La tessitura è uno dei mestieri più antichi, diffuso in Versilia, soprattutto nella zona montana dove i telai erano numerosi in ogni paese e spesso condivisi.
Si hanno notizia nei documenti storici di coltivazioni di gelso e dell’allevamento dei bachi da seta, anche se i filati più diffusi erano quelli di canapa o lana.
La canapa, utilizzata per lenzuola, indumenti e asciugamani, doveva subire una lunga macerazione: i fusti sottili della pianta erano posti nell’acqua dei fiumi o in pozze pubbliche. Una volta essiccata era pestata con la sciabola sulla gramola per sfibrare lo stelo e ammorbidire la fibra e infine pettinata.
La lana era invece ricavata dalle pecore, lavata e cardata per aprire le fibre.
Ottenere il filato, sia di lana che di canapa, era un processo assai lungo che soltanto l’esperienza e la maestria delle donne poteva rendere veloce e semplice.

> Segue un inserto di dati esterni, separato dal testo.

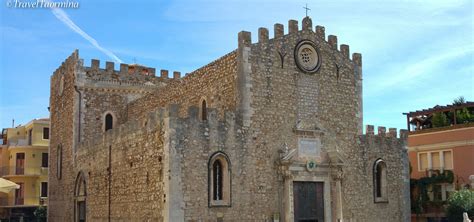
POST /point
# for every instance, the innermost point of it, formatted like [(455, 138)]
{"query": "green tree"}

La filatura era un processo molto lungo e complicato, che soltanto l’esperienza e la maestria potevano rendere facile e veloce. Il filato nasceva infatti tra le dita inumidite di saliva che prillavano la fibra, facendo ruotare il fuso a cui si attorcigliava il filo.
Un’arte che si tramandava da una generazione all’altra e si imparava spesso nelle sere di veglio.
Con la lavorazione a telaio si realizzavano lenzuola di canapa e coperte di lana. Alcune tessandore della Versilia, come le sorelle Barberi di San Bartolomeo (Pietrasanta) o Angiolina Vannucci di Levigliani, sono passate alla storia per aver realizzato opere tessili meravigliose e aver ideato alcuni disegni tipici della Versilia come il, “colonnino” o la “rosa stella”.
Armare il telaio era un lavoro lungo che durava giorni e prevedeva prima la preparazione dell’ordito con l’utilizzo dell’orditoio, con il quale si stabiliva la base e la larghezza del telo da realizzare. La tessitrice sollevando e abbassando i licci del telaio con i piedi nudi sui pedali, realizzava la trama facendola passare il filo lanciando la “navetta” tra i fili dell’ordito.